Proceso de investigación:

Position Papers: Ocho (8) estudios de caso encargados a especialistas sobre: partidos políticos, narcotráfico, democracia, género, economía, conflictos sociales y desarrollo agropecuario.

 

Voz de los líderes: se llevaron a cabo dos rondas de consultas, con 49 y 64 personalidades del mundo político, empresarial, social y académico, respectivamente.

 

Voz de los ciudadanos: se realizaron dos encuestas nacionales de opinión pública (con una muestra de 1500 y 1000 personas respectivamente) y diez grupos focales en Tegucigalpa, San Pedro Sula y La Ceiba.

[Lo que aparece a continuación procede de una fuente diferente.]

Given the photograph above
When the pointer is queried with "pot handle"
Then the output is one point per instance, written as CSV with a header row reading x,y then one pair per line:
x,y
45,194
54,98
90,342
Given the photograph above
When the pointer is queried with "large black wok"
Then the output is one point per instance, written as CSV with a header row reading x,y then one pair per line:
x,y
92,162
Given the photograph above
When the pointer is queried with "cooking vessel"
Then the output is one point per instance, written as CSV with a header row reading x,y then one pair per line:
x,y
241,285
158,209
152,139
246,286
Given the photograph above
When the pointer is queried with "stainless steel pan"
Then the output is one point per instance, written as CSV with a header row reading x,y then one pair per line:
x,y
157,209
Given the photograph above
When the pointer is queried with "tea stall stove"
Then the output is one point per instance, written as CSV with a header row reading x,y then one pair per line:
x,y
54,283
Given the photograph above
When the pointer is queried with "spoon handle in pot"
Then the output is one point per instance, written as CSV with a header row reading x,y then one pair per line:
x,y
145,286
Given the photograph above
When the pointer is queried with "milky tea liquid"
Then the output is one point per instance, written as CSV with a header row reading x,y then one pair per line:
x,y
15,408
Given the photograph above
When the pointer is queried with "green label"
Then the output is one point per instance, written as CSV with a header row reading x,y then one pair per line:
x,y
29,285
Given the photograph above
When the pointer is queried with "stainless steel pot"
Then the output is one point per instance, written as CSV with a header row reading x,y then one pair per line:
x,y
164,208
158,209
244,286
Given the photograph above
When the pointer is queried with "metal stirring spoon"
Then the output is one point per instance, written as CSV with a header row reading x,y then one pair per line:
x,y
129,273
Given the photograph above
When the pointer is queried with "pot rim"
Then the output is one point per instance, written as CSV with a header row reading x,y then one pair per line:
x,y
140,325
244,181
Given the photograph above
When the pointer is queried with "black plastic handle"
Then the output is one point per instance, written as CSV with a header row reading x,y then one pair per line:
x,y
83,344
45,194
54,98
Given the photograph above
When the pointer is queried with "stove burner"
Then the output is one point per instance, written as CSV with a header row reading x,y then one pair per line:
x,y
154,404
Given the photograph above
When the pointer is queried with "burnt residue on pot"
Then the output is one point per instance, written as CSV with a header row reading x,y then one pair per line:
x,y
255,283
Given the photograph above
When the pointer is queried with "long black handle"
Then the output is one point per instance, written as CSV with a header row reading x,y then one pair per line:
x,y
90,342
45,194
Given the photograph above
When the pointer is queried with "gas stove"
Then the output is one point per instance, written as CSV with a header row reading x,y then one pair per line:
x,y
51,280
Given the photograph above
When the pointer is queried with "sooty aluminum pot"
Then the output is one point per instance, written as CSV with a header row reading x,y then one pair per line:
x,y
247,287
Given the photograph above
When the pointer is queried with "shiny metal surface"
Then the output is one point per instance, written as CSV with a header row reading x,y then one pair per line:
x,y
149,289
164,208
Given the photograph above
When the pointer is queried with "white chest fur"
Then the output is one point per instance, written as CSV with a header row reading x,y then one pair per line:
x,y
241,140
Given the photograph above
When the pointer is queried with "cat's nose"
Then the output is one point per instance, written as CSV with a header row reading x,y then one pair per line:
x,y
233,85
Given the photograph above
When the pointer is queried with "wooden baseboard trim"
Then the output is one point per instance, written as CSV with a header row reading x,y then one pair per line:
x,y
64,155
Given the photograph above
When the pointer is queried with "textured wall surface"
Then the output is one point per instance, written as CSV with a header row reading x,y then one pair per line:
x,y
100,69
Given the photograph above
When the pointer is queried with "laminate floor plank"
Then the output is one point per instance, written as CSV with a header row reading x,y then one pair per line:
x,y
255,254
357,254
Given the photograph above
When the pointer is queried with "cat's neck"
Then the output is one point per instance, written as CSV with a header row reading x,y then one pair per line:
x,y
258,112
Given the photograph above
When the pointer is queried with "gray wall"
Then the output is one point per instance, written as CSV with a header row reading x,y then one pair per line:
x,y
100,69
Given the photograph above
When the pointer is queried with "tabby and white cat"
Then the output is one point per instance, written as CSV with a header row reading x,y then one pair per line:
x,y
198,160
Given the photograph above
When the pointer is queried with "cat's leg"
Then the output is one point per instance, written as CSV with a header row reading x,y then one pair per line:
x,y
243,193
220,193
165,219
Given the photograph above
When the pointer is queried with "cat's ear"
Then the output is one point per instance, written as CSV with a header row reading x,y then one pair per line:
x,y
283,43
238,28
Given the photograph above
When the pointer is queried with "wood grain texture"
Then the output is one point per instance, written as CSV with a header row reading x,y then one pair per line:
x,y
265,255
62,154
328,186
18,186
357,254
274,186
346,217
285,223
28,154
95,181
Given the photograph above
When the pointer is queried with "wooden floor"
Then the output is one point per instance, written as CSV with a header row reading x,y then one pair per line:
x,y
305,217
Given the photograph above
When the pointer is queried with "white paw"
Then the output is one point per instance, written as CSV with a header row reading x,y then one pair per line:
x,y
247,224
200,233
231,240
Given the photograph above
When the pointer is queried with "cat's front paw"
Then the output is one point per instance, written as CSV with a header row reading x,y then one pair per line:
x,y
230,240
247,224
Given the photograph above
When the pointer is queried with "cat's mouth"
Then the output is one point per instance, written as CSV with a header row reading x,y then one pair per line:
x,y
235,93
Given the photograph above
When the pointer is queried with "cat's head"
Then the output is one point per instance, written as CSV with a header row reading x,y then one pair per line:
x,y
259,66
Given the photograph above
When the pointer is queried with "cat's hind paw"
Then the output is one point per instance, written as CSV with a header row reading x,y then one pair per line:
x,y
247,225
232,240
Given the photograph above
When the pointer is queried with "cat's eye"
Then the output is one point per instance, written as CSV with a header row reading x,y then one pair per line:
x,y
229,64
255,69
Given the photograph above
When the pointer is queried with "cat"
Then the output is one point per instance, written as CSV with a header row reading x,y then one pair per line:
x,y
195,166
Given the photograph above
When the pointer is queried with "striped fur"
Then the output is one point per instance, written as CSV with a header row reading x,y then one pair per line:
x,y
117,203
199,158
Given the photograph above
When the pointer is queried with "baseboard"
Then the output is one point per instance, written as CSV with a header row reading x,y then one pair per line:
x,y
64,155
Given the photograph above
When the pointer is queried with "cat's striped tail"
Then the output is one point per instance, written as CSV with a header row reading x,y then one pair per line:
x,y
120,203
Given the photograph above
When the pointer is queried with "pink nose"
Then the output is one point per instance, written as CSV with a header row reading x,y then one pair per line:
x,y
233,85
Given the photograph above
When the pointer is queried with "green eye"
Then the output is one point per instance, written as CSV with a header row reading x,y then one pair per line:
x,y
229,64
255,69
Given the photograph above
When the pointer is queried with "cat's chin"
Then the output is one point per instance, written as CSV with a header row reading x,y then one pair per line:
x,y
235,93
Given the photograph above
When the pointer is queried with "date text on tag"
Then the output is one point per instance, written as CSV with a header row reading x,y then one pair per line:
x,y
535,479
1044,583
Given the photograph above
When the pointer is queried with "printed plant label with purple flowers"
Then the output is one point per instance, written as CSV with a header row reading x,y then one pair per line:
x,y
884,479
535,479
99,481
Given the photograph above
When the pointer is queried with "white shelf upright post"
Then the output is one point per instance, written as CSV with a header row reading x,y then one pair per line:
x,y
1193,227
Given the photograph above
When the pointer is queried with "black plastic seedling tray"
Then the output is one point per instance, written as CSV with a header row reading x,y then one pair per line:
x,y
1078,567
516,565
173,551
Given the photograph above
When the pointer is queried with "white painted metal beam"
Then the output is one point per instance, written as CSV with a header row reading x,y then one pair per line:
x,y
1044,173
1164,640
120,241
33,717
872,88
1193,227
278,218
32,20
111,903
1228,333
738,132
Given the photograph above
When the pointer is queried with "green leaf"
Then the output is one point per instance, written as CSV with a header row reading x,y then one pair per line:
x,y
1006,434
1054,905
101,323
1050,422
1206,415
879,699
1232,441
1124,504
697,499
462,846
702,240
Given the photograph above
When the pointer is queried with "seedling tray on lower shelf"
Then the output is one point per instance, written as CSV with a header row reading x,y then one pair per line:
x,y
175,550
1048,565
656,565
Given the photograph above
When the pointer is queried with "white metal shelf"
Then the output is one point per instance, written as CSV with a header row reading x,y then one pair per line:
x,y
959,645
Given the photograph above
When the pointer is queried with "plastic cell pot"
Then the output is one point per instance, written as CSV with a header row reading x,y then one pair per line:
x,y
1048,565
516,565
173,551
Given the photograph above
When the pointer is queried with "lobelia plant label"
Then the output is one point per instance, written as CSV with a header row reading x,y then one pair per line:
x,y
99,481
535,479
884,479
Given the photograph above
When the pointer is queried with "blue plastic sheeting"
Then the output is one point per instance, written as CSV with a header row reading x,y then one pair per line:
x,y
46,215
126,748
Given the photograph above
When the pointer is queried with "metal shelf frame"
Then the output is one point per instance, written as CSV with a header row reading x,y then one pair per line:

Honduras es una democracia en construcción que enfrenta éxitos y desafíos. Por una parte, ha logrado más de dos décadas de estabilidad institucional, con cumplimiento de los períodos de gobierno y rotación de partidos en el poder. Otros datos abren expectativas positivas, como el crecimiento económico de los últimos años y las oportunidades que ofrece el contexto internacional (CAFTA)

 

Sin embargo, la estabilidad institucional hondureña no está a salvo de riesgos y eventuales retrocesos. Los principales desafíos que enfrenta Honduras pueden resumirse en tres puntos:

 

En primer lugar, las dificultades para satisfacer las demandas y expectativas de la población en materia de ingreso, empleo, salud y educación. Esto se debe a que el crecimiento económico no es suficiente para satisfacer, a corto plazo, las diferentes demandas. Honduras, nunca experimentó un episodio de crecimiento sostenido que tuviera consecuencias significativas sobre su PIB per cápita.

 

En segundo lugar, el desgaste del sistema político y en particular de los partidos, a los que se ve, simultáneamente, como incapaces de satisfacer las demandas sociales y como sospechosos de estar involucrados en prácticas de corrupción.

 

Por último, la creciente complejidad de la problemática social, afectada tanto por un debilitamiento de los canales de negociación y conflicto tradicionales (los sindicatos) como por la aparición de nuevos movimientos sociales (ambientalistas, étnicos), y un aumento de las formas de delincuencia asociadas al narcotráfico debido la expansión de las pandillas juveniles denominadas maras.

 

Si la perspectiva de corto y mediano plazo fuera una prolongación del crecimiento económico logrado en los últimos años, se contaría con condiciones relativamente favorables para enfrentar estos tres desafíos.

 

Pero varios factores que están fuera de control de los gobiernos hondureños (como la evolución del precio del petróleo o la liberalización del precio de textiles) abren serias interrogantes sobre lo que puede ocurrir. Un buen aprovechamiento de las oportunidades que genera  el CAFTA podrá ayudar a compensar parcialmente estos riesgos, pero los propios efectos del CAFTA forman parte de las incertidumbres a revelar.

 

Los líderes políticos hondureños deben encontrar entonces caminos para lograr dos objetivos no fáciles de alcanzar: aumentar su propia legitimidad a ojos de la población (para lo cual deberá dar soluciones a problemas tales como la pobreza y al seguridad), y mejorar significativamente el desempeño de la economía hondureña, tanto en lo que respecta a la balanza comercial como al comportamiento fiscal. Todo esto deberá lograrse en el marco de un acuerdo robusto, ya que Honduras se encuentra en vísperas de un proceso electoral, y nada asegura que el futuro gobierno tenga mayorías legislativas. En este marco, un acuerdo interpartidario, implicaría tener mejores posibilidades de actuar.

 

En este contexto, el Programa de Análisis Político Y Escenarios Prospectivos (PAPEP), se formula el siguiente interrogante:

¿Cuál es la posible evolución del contexto económico y político en Honduras en el mediano plazo 2006-2009?